Most organizations today complain that the large numbers of people are not available to allow salaried pools to be created. The process for these candidates is designed for the person being selected by being well defined and providing the individuals with a clear view of what their job is going to be. The process is still interviews combined with some specific tests. The key to selection and retention of these salaried candidates is the practice by managers of evaluating based past behavior and coaching based on current behavior to determine success. During the review period, the manager is collecting behavioral samples used to give feedback for coaching. For the person, the competencies used to select them are the same as the competencies used for performance.
It is a misconception that one test can determine successful selection. Good measurement requires multiple measures. Having multiple ways to measure competency aids in the validation of the system and the individual. HR must be aware that a lucky guess is rare and hard work in defining success will have a significant payback.
Just as in all aspects of HR, the selection system is expected to continuously improve. The issue is not that this needs to be mandated but that the mandate is clear and the need for information to drive improvement becomes the main issue. So, where do you look to fine the way forward to improvement?
The selection system is based on the premise that competencies will be a great predictor of success on the job. This cannot be taken as an answer but as an indicator of success. By that, I mean as the business changes so should the competencies change. The competencies must be validated against reliable data. If the performance appraisal system uses competency to determine success on the job, then the competencies must be validated against performance measures. The validity study will be a rich source of data about the relevancy of each competency and some may change, some may be eliminated, and some may even be weighted to place emphasize those behaviors that most highly correlate with success on the job. This could be a rich source of improvement from productivity to innovation as indicate by competency.
Other sources of data for improvement can be attained from opinion surveys, Employee Relations encounters with coaching or even responses to leadership communications. Each will need to be looked at individually to see if the selection criteria still correlates with defined competency.

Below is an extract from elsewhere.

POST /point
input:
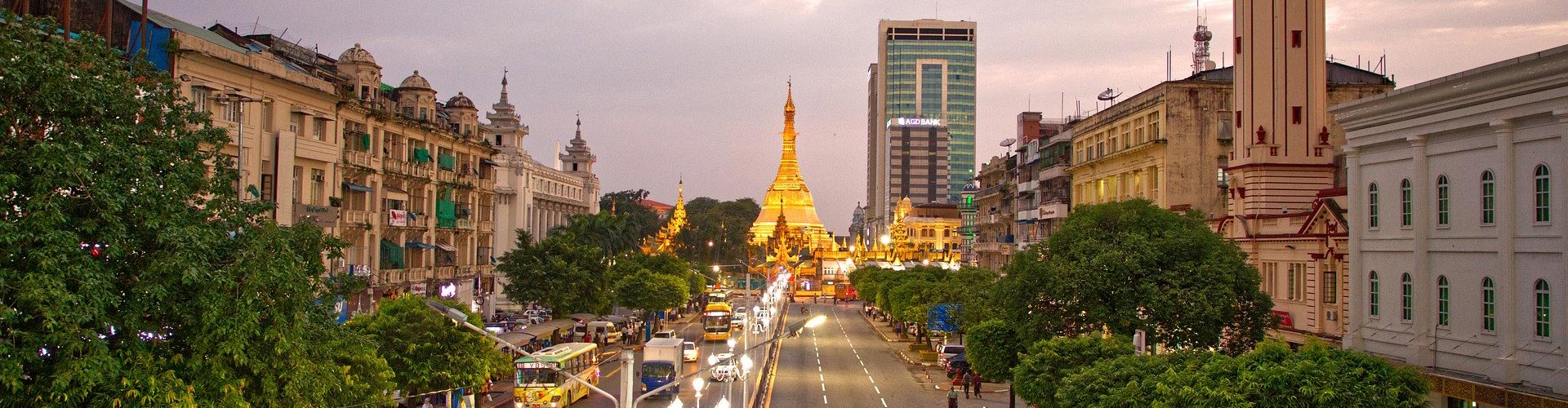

In selection systems that I have experienced, these sources of improvement can be data for CPI:
- The level of the pool of candidates that need to be kept
- The mix of skills that should be in the pool
- The reduction in the length of time taken to select
- The method for selection- a series of simulations or one integrated simulation
- The time taken to interview
- The reduction in the competencies used in the interview process
- The time taken to get a person medically able to be selected
- The use of internal personnel to select for promotion.
These are a few examples. Any one of them could be a source of improvement. Those involved in the selection process must be aware of the standards/expectations for the system and use the generated information and data as a source for improvement.
Selection is one of the issues that generates a great deal of emotion. Reducing the emotion will by itself improve productivity. Selection has many hidden costs which were highlighted in a Wall Street Journal article which said turnover is a very expensive event. Getting selection right will improve people, timeliness and process. All this impacts the work done and therefore are of primary emphasis. HR can turn selection into a competitive advantage and strength of the entire business.